My personal definition of success is..
I realized my true definition of success recently and it changed my entire outlook. If my goal is to give a good moment to even one person, then I’m living my dream now. It is true that you have no idea what people have experienced in their lives. To make someone feel understood, laugh, or feel like singing along for the first time in a long time – I don’t think there’s anything better I could do with my life. I can be an overly ambitious workaholic, so it was a game-changer to realize what I really wanted to do with my life.
My over all goal for my life & career is…
I want to inspire people. Not for some vane reason or because I find myself inspiring, but because the world needs more inspired people.
3 Ways that I challenge myself…
1) Saying an immediate yes to anything that terrifies me – that makes fear one less thing to inhibit my progress
2)Living a balanced life – Sacrificing for your art is great, but there isn’t any art being made without living some sort of normalcy.
3) Making it happen – I want to end each day saying, “wow, I don’t know how all of that fit into one day, but it was great.”
As a kid, I found musicians so intriguing…
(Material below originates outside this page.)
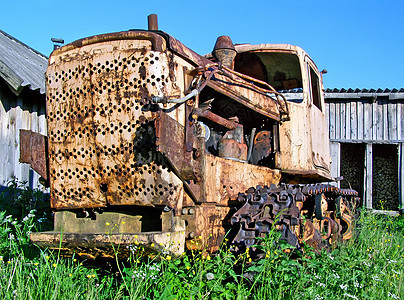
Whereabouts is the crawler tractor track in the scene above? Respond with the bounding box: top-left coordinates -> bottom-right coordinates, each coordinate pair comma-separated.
230,184 -> 359,254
that I honestly didn’t realize other jobs were an option. I had a sweet grandfather who played guitar and taught me songs when I was younger, and an awesome dad who learned to play guitar just so he could accompany me in my first live performances. I was hooked from a very young age and never grew out of it.
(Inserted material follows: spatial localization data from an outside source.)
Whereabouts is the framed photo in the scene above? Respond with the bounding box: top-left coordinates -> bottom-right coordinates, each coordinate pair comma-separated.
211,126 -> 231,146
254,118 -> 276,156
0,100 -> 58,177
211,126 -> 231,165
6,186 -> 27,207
was one of the most cathartic songs I’ve ever written. It was about a ridiculous toxic relationship that lasted for years and I was finally dealing with the heartbreak of it being over for good. I was so used to writing “poor me” slow songs, and when I sat down to write yet another, Hostage just sort of happened. It sounds strange, but the change in the tone of my writing changed the tone of how I viewed my life at the time. It reached beyond that relationship and into feeling a lack of respect as a musician and businesswoman, and that dark voice in every artist’s head that asks if they’re really good enough. That song helped me grow confidence and bravery in both my art and my business.
My producer, Grady Saxman, and I knew we wanted a really distinct rhythm loop for the track, and we didn’t want it to be full of synthetic sounds. That loop is made from a hilarious night of recording things like slamming doors, shaking change in a Waffle House mug, and an accidental drum stick falling to the floor. ( Hostage Available for Purchase: https://itunes.apple.com/us/album/howling-at-the-moon-ep/id970132694 )
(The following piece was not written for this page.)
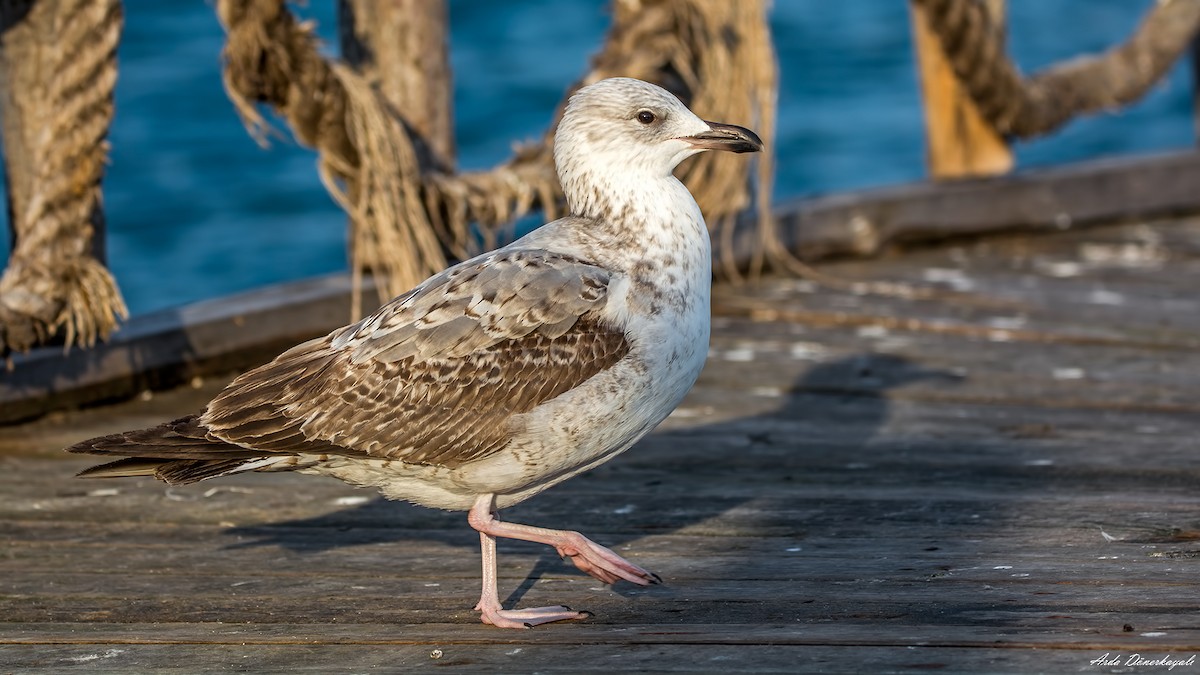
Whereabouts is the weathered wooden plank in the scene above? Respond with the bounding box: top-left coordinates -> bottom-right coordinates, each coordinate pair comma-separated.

This EP was made to reintroduce my sound to listeners…
I wanted to create something that was empowering in a direct since, but also in the admission of weakness . Each track is it’s own blend of opinion, independence, honesty, and vulnerability, and there’s nothing better than knowing that whatever the outcome, I served my creative vision to the fullest with this project. My dream for this EP is that listeners find solace, a catchy song to sing in the car, and a pump-up jam for a big meeting all in one place.
I live in Nashville, Tennessee…
the center of all things music – it’s a great scene with an immediately accessible network of resources. There are so many other musicians here that I don’t play as often in Nashville as people think – I’m building my fan base outside of Music City so I can come back in full force.
I absolutely love the community in Nashville. There are so many cool neighborhoods, local eateries, and unique events and it’s full of life. You can tell that the people here love where they live and they want to give back.
I love to bake. It’s really the only hobby I have, and it’s such a rare occasion that I get to spend a day working on that craft, so it’s a novelty to me. I try to hijack friends’ birthdays so I have an excuse to try a new cake decorating technique. Nerd Alert.